Sebagai informasi, penghapusan jurusan di SMA juga menghapus diskriminasi terhadap murid jurusan non-IPA dalam seleksi nasional mahasiswa baru. Dengan Kurikulum Merdeka, semua murid lulusan SMA dan SMK dapat melamar ke semua prodi melalui jalur tes, tanpa dibatasi oleh jurusannya ketika SMA/SMK.
Di lapangan, ada beberapa kritik yang disampaikan terkait kebijakan peniadaan jurusan di SMA ini. Salah satunya dari Koordinator Nasional Jaringan Pemantau Pendidikan Indonesia (JPPI) Ubaid Matraji. Ia memberikan contoh kasus yang terjadi di lapangan. Ubaid melihat masih banyak mata pelajaran pilihan yang sepi peminat bahkan tidak ada peminatnya sama sekali.
“Karena ini modelnya peminatan, di sekolah-sekolah yang dijadikan percobaan itu ada guru-guru yang enggak dapat murid karena mata pelajarannya enggak diminati,” kata Ubaid.
“Kalau guru enggak mengajar itu kan ada kewajiban yang harusnya ia tunaikan tapi enggak ditunaikan, akhirnya sertifikasinya enggak turun, tunjangannya enggak turun akhirnya kesejahteraannya terganggu,” tambahnya.
Kritik senada datang dari Wakil Sekjen Pengurus Besar Persatuan Guru Republik Indonesia (PB PGRI) Wijaya MPd. Karena ada kelas yang sepi peminat, ada kelas yang membludak peminatnya. Imbasnya, ada guru yang tak mencapai jam minimal mengajar, ada yang kelebihan jam minimal pengajar. Atau kelas dengan peminat banyak kekurangan guru.

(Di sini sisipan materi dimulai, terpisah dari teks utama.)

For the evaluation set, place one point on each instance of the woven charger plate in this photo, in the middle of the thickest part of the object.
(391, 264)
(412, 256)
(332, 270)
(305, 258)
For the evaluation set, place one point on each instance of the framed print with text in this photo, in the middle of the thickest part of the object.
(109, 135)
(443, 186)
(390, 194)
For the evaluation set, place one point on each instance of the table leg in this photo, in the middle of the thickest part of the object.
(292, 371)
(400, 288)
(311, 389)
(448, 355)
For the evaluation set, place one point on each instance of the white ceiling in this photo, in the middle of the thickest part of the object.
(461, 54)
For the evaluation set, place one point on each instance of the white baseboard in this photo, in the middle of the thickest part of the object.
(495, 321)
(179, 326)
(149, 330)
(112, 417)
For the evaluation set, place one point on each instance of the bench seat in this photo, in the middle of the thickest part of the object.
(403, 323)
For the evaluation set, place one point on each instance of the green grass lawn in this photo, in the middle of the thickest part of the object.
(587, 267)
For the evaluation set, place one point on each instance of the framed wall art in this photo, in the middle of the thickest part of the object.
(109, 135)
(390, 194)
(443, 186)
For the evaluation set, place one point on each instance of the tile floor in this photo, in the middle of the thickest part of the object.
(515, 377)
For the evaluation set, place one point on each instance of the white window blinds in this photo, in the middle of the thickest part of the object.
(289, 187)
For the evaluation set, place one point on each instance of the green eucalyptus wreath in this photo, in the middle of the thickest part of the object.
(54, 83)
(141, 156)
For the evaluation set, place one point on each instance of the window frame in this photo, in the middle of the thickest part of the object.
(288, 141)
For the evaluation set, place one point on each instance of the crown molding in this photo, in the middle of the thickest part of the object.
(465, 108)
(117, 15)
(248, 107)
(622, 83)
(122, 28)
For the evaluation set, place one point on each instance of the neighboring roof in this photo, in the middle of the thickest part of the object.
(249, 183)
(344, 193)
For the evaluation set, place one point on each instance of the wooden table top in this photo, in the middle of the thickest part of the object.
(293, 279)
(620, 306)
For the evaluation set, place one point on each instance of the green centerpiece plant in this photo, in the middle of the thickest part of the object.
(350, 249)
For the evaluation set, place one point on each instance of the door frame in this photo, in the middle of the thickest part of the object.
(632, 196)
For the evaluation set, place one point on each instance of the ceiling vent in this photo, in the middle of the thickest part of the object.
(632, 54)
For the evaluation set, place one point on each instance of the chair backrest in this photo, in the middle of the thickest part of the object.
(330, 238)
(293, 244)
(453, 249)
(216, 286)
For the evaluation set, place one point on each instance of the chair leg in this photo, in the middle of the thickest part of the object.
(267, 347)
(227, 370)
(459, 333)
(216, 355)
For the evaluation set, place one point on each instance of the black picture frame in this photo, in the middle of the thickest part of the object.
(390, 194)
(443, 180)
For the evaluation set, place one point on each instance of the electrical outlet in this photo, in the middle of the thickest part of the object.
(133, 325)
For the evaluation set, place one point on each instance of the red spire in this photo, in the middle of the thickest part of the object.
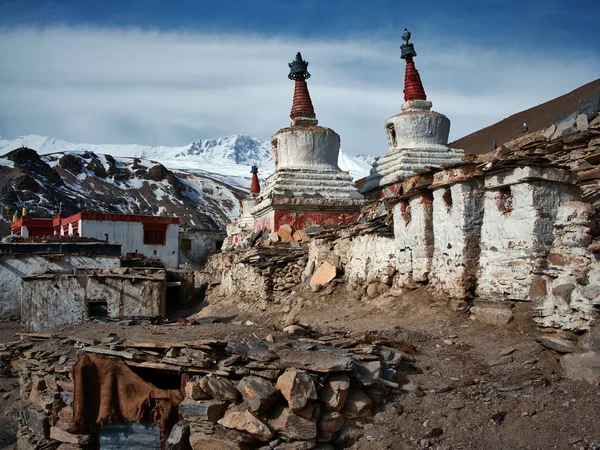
(302, 106)
(413, 88)
(254, 186)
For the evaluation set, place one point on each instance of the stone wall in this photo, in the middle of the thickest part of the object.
(13, 267)
(569, 285)
(457, 219)
(65, 298)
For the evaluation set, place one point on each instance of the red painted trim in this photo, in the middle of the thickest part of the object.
(122, 218)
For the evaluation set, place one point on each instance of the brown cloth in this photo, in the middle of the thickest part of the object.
(107, 390)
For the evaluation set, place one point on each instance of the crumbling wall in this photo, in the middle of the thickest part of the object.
(413, 231)
(14, 267)
(457, 219)
(517, 230)
(569, 286)
(57, 299)
(368, 259)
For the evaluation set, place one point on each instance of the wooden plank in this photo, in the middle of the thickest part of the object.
(105, 351)
(37, 335)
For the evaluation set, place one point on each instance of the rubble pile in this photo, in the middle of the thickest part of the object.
(575, 145)
(294, 389)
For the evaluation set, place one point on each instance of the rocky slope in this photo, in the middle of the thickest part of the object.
(201, 183)
(78, 181)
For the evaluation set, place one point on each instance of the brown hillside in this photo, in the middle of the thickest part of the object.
(537, 118)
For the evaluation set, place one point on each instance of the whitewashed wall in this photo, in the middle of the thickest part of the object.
(514, 243)
(61, 299)
(413, 232)
(457, 219)
(13, 267)
(131, 237)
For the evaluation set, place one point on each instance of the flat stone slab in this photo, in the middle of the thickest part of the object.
(324, 274)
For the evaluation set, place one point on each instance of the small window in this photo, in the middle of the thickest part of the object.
(504, 200)
(185, 245)
(155, 237)
(391, 134)
(447, 197)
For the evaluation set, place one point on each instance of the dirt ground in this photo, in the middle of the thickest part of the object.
(460, 396)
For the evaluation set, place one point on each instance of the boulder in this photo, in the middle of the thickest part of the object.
(259, 394)
(335, 391)
(179, 438)
(582, 367)
(202, 410)
(298, 388)
(292, 426)
(219, 388)
(324, 274)
(331, 422)
(246, 421)
(358, 404)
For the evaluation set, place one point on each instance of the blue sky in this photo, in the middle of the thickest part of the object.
(158, 72)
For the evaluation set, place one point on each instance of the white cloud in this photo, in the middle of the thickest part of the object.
(167, 88)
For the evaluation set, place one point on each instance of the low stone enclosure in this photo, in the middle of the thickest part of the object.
(500, 228)
(263, 389)
(19, 259)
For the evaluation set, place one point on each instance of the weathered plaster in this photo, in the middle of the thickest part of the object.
(413, 232)
(517, 233)
(13, 267)
(457, 219)
(58, 299)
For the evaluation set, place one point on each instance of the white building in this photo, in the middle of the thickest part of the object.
(152, 236)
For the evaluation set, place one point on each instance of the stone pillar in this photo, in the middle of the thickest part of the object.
(413, 232)
(457, 219)
(571, 280)
(520, 206)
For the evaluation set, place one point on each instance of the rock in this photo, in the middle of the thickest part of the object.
(287, 227)
(368, 374)
(179, 438)
(499, 417)
(69, 438)
(285, 235)
(202, 410)
(258, 393)
(331, 422)
(295, 330)
(489, 315)
(556, 344)
(246, 421)
(582, 367)
(456, 404)
(507, 351)
(358, 404)
(324, 274)
(64, 420)
(581, 122)
(194, 391)
(219, 388)
(563, 292)
(548, 132)
(292, 426)
(297, 387)
(501, 360)
(591, 291)
(347, 436)
(372, 290)
(335, 392)
(37, 422)
(298, 445)
(200, 441)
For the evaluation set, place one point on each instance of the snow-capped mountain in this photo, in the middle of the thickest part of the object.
(229, 156)
(201, 183)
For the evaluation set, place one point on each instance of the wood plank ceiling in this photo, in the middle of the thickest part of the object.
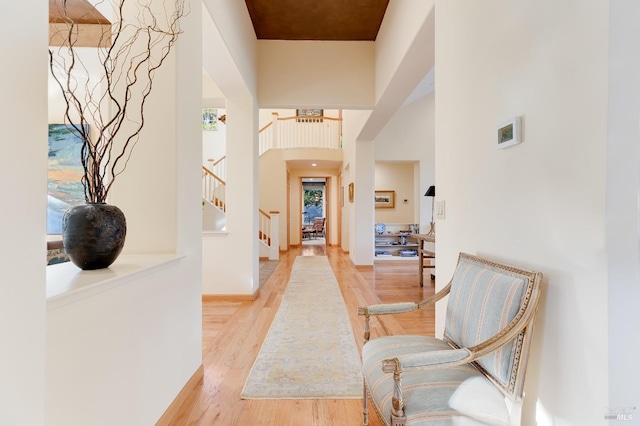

“Jangan sampai yang nanti guru kembali jadi korban. Jangan sampai guru jadi kekurangan jam minimal mengajar sebagai syarat untuk pencairan Tunjangan Profesi Guru (TPG), jangan sampai juga pihak sekolah yang terbebankan,” tuturnya.
Serba-serbi jurusan IPA-IPS-Bahasa yang ditiadakan ini dapat dibaca di detikEdu dalam artikel-artikel berikut:
(nwk/pal)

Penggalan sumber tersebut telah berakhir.